雨が少ない年は、玉は小さく、糖度も酸度も高くて、濃厚なみかんに仕上がるといいます。木は疲れ、あまりに水がないと枯れることもあります。草は勢いをなくします。雨水を潅水で補おうとすると気が遠くなるほどの水が必要になります。
病気と害虫
多くの病気は雨で感染します。そうか病、かいよう病は越冬した葉から新芽に広がります。実についた病斑は凹凸です。これらの病気は増えだすとなかなか収まりません。黒点病は、枯れ枝が感染源で雨が多いと増え、みかんに黒い点がつきます。灰色カビ病は、花弁についたカビがみかんの皮にも痕をつけます。
ハダニ、サビダニ、チャノホコリダニ、アザミウマ、カメムシ、カイガラムシ、ロウムシ、コナジラミ、いろんな虫がみかんの皮に活動痕を残します。ハモグリガ 、アゲハ類は葉を食べ、ゴマダラカミキリは幹を食べます。
鳥のこと
キジが遠くでケーンと鳴いています。ばさばさばさと羽音を立てながら飛び立つところも見かけます。畑の中に巣をつくり、人が近寄っても息を殺して隠れていますが、いよいよとなると逃げ出します。逃げ出した後の巣の中に卵があることも。ひなを見かけたことはありません。
安下庄はカラスが多いです。カラスは、みかんを食べます。肥料を食べます。鶏のひなを連れ去られたこともあります。12月になると木の上側のみかんがなくなっていることがあります。イノシシのようにきれいには食べてくれません。残ったみかんの汁が垂れて下のみかんがべとべとになっています。あまりの多さ、声の大きさに驚きます。

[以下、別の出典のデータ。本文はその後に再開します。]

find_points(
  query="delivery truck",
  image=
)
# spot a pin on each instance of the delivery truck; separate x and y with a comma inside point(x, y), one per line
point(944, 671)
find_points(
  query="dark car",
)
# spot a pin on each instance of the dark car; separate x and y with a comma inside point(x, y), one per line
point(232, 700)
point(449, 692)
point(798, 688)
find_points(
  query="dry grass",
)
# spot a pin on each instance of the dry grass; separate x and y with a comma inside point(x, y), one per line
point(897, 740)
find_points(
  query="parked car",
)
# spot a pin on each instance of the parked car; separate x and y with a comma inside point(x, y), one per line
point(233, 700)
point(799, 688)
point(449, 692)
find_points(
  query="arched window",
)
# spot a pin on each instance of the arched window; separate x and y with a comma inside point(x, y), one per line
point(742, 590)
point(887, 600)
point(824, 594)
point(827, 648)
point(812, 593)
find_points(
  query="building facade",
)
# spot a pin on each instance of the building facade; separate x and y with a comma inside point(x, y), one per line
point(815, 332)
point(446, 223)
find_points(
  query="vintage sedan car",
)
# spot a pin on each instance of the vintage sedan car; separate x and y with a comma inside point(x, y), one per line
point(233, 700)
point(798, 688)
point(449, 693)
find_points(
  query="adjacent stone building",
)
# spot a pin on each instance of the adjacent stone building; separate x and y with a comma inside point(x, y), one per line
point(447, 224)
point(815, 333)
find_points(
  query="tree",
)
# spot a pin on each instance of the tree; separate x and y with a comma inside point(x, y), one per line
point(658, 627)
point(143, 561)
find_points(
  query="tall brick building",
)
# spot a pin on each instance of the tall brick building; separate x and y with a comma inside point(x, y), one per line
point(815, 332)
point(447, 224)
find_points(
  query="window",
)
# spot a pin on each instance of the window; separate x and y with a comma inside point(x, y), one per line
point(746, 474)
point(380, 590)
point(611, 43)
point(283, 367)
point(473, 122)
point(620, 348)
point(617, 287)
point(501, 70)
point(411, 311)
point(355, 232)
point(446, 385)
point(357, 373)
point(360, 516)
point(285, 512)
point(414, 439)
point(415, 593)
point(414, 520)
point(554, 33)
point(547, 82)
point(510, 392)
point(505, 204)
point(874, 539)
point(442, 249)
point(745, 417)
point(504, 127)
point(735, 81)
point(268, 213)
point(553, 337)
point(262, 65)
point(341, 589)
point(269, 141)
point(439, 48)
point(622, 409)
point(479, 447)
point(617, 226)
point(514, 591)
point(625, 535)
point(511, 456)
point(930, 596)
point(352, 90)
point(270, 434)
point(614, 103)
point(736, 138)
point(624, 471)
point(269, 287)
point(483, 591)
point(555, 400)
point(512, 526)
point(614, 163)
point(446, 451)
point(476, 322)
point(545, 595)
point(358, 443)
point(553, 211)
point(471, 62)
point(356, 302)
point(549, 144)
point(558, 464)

ヒヨドリは、12月頃、みかん畑の中でピーヨピーヨと鳴いています。外側はカラス、内側のはヒヨドリが食べます。ヒヨドリは数が多い年と少ない年があります。ウグイスは、春から夏までホーホケキョと鳴いています。トンビは、年中空を飛んでいます。釣り人がいれば近づいておこぼれを狙っています。
イノシシのこと
周防大島にイノシシはいませんでした。私たちも2015年頃はほとんど問題視していませんでしたが、いつの間にか畑を荒らしみかんを食べるようになり、みかんを守るために島中の畑には金網や電気柵が張り巡らされるようになりました。その巨体から、人力では動かせないほどの石垣の石を平気で持ち上げ崩します。高いところのみかんも、枝をへし折り食べてしまいます。根を掘られたみかんは枯れてしまいます。2020年には3000頭ものイノシシが駆除されたそうです。
鶏のこと
もともとみかん栽培は、摘果といって不必要なみかんを木の負担としないために早めに落とす作業をします。昆虫の活動痕・病気の著しいものなどは、この時点で落としてしまいます。手間のかかる作業ですが、毎年のみかん安定供給、収穫や収穫後の選別の手間を省くためには重要な仕事です。それでも、収穫後に腐敗につながる傷みが出てしまうことがあります。みかんに残された時間ごとに最もおいしく食べていただける方法を考えています。どうしても食べられないものは少量ですが、最後はニワトリに食べてもらうことで、みかんと卵の物々交換に利用しています。